Akademik Veri Yönetim Sistemi
Goldschmidt 2023 Conference, Lyon, Fransa, 09 Temmuz 2023
The Black Sea is a unique semi-enclosed basin with ten sizable rivers flowing into a highly connected coastal-deep sea system, adding anthropogenically generated nutrients and pollutants, fueling the biggest anoxic-sulfidic water body on Earth. The ecosystem of the Black Sea is particularly distinct in that it is vulnerable to the increasingly harmful effects of a number of human-caused stresses, including eutrophication and hypoxia, overfishing, and the introduction of alien species. The impacts of climate change on the ecosystem are superimposed on top of these.
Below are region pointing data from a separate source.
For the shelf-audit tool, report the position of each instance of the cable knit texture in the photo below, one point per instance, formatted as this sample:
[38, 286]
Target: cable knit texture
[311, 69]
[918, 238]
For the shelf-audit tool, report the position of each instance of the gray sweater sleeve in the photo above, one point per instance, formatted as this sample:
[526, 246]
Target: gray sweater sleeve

The marine environment of the Black Sea has seen significant changes since the early 1970s, and it is believed that combinations of these stressors are the primary cause of its decline. The Black Sea's redox interface, which can stretch to a meters-long suboxic (no sulfide and no oxygen) zone and separates the thin upper layer from the largest sulfidic water body on Earth, is a crucial factor in regulating the health of the productive upper layer. Here, we present the most recent findings from the Black Sea's redox interface, which was studied as part of a basin-wide research mission by R/V Bilim-2 in December 2022. We focus on the western central basin in this contribution and present high-resolution vertical distributions of oxygen, nutrients (nitrate, silicate, and phosphate), and hydrogen sulfide. Throughout this month, the water was transitioning to winter conditions while maintaining above-average seasonal sea surface temperatures. Although the average sigma-thetas at the lower end of the oxycline was at 16.0 to 16.2, at the lower end of the historical datasets including the last decades, we still found evidence of winter mixing and oxygen injection across density layers. Hydrogen sulfide's onset density was also observed to be between 16.2 and 16.4, which is consistent with earlier datasets from the winter. Our research hints at how Black Sea microbial communities taking part in sulfur, nutrients and oxygen cycles react to anthropogenic stressors and climate change. It also suggests that the biogeochemical regime exhibits a certain degree of resilience, which is revealed by the suboxic zone oxygen and sulfide gradients.